When Carolina Panthers wide receivers coach Ricky Proehl discusses receiver Brenton Bersin, he can’t help but draw comparisons to himself.
In his 17-year career as an NFL receiver, including a three-year stint with the Panthers, Proehl built a reputation as a knowledgeable player and mentor to his teammates. That role is one Proehl says Bersin has filled this offseason.
“He does such a great job of helping the young guys out, helping them learn the system, teaching them what our concepts are and what we’re trying to accomplish each play,” Proehl said following Tuesday’s minicamp practice. “For a coach, he’s a dream because he helps you. He’s another coach on the field that’s playing.”

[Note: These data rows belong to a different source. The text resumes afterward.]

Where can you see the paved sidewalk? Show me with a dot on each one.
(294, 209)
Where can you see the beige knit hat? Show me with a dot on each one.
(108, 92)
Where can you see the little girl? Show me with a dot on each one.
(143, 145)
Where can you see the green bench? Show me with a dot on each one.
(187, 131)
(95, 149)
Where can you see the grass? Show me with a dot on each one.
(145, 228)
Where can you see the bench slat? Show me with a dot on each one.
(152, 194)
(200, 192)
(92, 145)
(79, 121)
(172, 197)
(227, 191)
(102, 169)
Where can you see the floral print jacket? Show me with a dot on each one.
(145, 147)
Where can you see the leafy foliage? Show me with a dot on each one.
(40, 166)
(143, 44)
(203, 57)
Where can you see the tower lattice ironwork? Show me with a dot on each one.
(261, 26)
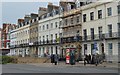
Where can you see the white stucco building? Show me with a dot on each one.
(20, 41)
(101, 29)
(49, 34)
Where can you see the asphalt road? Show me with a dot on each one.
(27, 68)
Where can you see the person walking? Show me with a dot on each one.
(89, 58)
(84, 60)
(52, 58)
(55, 59)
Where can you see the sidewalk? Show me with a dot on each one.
(63, 64)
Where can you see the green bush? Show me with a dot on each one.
(7, 59)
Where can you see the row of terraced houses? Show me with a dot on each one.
(87, 27)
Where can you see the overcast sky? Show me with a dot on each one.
(11, 11)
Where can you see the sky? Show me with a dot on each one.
(13, 10)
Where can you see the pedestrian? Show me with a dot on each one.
(96, 59)
(84, 60)
(52, 58)
(89, 58)
(93, 59)
(55, 59)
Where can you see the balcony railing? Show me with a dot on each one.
(71, 39)
(101, 37)
(112, 35)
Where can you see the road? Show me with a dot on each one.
(28, 68)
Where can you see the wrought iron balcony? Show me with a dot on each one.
(112, 35)
(71, 39)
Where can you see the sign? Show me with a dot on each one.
(95, 48)
(67, 56)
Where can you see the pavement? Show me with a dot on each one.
(60, 68)
(63, 64)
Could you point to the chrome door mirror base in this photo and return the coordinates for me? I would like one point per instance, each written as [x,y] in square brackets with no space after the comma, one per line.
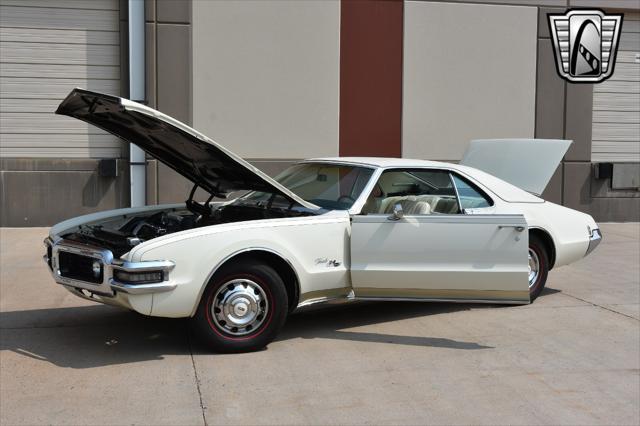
[398,213]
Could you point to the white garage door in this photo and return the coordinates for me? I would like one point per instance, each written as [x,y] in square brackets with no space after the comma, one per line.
[46,49]
[616,102]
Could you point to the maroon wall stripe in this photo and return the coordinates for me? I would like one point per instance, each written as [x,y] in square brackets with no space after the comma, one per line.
[371,77]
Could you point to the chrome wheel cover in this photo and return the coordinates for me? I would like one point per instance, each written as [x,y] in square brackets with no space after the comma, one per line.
[534,267]
[239,307]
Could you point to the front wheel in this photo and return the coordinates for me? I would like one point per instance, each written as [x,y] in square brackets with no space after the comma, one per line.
[242,309]
[538,267]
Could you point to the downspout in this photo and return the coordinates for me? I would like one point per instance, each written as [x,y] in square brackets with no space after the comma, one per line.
[137,159]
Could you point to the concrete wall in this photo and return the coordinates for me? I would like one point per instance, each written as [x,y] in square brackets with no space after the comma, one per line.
[469,72]
[565,110]
[266,76]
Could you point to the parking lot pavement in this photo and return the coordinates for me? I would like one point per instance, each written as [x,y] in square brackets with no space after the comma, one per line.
[572,357]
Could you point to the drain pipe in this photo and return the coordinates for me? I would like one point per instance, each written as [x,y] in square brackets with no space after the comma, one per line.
[137,158]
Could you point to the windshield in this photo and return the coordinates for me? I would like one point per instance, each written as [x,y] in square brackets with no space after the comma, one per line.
[330,186]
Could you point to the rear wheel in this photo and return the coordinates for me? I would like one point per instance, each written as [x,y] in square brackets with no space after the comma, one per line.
[538,266]
[242,309]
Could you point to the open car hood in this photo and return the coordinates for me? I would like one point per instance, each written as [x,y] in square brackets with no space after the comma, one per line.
[525,163]
[187,151]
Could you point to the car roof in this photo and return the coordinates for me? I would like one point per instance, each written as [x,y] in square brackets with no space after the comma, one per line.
[502,189]
[381,161]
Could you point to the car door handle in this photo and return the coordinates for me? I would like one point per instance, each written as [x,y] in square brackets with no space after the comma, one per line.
[518,228]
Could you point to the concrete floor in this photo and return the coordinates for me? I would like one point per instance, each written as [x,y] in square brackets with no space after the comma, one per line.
[572,357]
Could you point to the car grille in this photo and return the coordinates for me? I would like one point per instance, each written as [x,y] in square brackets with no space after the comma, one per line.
[78,267]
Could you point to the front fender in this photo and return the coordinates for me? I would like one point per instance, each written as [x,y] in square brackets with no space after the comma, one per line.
[197,254]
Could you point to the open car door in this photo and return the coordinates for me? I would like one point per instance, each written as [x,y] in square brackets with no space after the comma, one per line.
[423,254]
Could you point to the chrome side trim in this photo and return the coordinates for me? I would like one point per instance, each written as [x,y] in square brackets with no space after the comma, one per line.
[142,288]
[594,239]
[438,299]
[232,255]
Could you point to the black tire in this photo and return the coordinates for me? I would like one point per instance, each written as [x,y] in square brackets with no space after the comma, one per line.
[538,248]
[209,321]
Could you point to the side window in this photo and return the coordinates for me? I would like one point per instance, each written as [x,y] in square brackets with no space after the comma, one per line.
[471,197]
[418,191]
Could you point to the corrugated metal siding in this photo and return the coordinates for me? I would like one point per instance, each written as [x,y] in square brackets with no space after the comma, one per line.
[616,102]
[46,49]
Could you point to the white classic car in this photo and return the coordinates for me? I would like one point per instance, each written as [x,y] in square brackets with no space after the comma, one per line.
[326,229]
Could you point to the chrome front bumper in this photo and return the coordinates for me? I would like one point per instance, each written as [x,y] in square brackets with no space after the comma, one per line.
[594,240]
[109,285]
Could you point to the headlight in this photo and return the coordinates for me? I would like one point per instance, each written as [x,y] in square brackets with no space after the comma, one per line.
[146,277]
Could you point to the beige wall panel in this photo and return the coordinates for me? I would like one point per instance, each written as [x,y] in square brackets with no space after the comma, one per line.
[469,72]
[266,76]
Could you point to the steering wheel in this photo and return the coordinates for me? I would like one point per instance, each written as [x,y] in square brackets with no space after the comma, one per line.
[345,197]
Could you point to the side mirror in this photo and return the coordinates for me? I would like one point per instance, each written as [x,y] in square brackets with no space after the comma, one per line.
[398,213]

Next month will mark Bersin's fourth trip to Spartanburg for Panthers’ training camp, more than any other player at his position. And it’s his experience and versatility that his coaches say separates him from Carolina’s crowded receiving corps.
An alumnus of Charlotte Latin and Wofford, Bersin attended training camp with the Panthers in 2012 before being waived during the preseason. After spending the spring of 2013 in the Arena Football League, he returned to Carolina as a practice-squad player.

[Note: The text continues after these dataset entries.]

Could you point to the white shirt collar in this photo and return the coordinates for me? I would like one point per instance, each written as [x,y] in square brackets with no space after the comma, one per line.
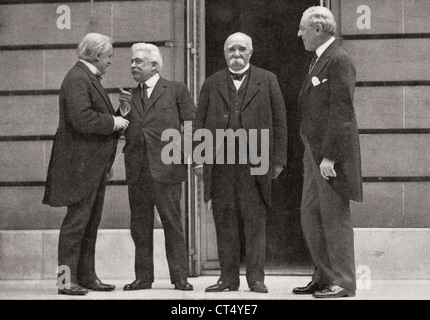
[323,47]
[92,67]
[151,82]
[240,71]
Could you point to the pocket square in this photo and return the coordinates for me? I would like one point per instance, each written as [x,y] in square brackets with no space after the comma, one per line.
[315,81]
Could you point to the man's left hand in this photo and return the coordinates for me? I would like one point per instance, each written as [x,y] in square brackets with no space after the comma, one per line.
[327,168]
[110,174]
[276,171]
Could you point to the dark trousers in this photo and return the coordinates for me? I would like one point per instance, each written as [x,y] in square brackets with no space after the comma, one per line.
[78,235]
[235,195]
[143,195]
[327,228]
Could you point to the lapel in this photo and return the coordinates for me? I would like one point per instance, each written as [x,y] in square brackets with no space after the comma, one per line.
[222,83]
[322,61]
[136,99]
[253,86]
[96,83]
[159,89]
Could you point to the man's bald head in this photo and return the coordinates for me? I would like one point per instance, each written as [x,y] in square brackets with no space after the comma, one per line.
[238,50]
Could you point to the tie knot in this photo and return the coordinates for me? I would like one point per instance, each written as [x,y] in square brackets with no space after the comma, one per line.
[238,76]
[313,61]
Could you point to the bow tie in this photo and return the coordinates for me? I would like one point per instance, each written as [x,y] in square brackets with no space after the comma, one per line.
[239,76]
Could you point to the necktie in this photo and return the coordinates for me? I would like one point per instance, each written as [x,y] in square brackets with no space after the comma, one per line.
[144,94]
[238,76]
[313,61]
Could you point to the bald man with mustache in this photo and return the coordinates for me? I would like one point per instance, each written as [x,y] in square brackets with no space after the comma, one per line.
[242,97]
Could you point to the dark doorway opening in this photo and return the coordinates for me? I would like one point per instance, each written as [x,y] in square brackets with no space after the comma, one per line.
[273,26]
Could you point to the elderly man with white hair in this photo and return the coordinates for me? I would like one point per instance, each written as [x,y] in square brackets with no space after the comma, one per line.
[242,98]
[332,161]
[154,106]
[82,155]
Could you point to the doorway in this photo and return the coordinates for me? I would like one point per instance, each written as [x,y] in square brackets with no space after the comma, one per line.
[273,26]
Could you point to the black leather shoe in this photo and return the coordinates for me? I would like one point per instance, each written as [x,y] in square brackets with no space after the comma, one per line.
[97,285]
[259,287]
[309,289]
[224,286]
[334,291]
[183,285]
[74,290]
[138,284]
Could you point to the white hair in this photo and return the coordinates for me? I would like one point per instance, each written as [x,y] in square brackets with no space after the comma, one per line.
[323,16]
[92,45]
[151,52]
[238,34]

Bersin’s progression continued in 2014, as he played in 15 games as a receiver and punt returner. He had 13 catches for 151 yards and one touchdown. But as he’s grown, the Panthers’ receiving core has fluctuated.
“Three years ago, Steve Smith, (Brandon) LaFell, all of those guys were here,” said Bersin about being the veteran of the group. “And last year I was the only guy left from a year before. It’s just weird.”
Carolina returns three other receivers from its 2014 53-player roster, including second-year wideouts Kelvin Benjamin and Corey Brown.
Along with the offseason additions of Ted Ginn Jr. and second-round draft pick Devin Funchess, Bersin says the battle at wide receiver is much more competitive than in the past.
But as he’s demonstrated throughout OTAs (organized training activities) and minicamp, Bersin can play whatever receiver position is needed of him, whether it’s split outside, in the slot or as the flanker. This quality hasn’t gone unnoticed by coach Ron Rivera.
“The thing about Brenton is he’s always known what to do,” Rivera said. “For him just coming in like he has, he’s just solid. With his experience, he can play a lot of positions for you. You can plug him into any circumstance or situation, and he’ll be fine with it.”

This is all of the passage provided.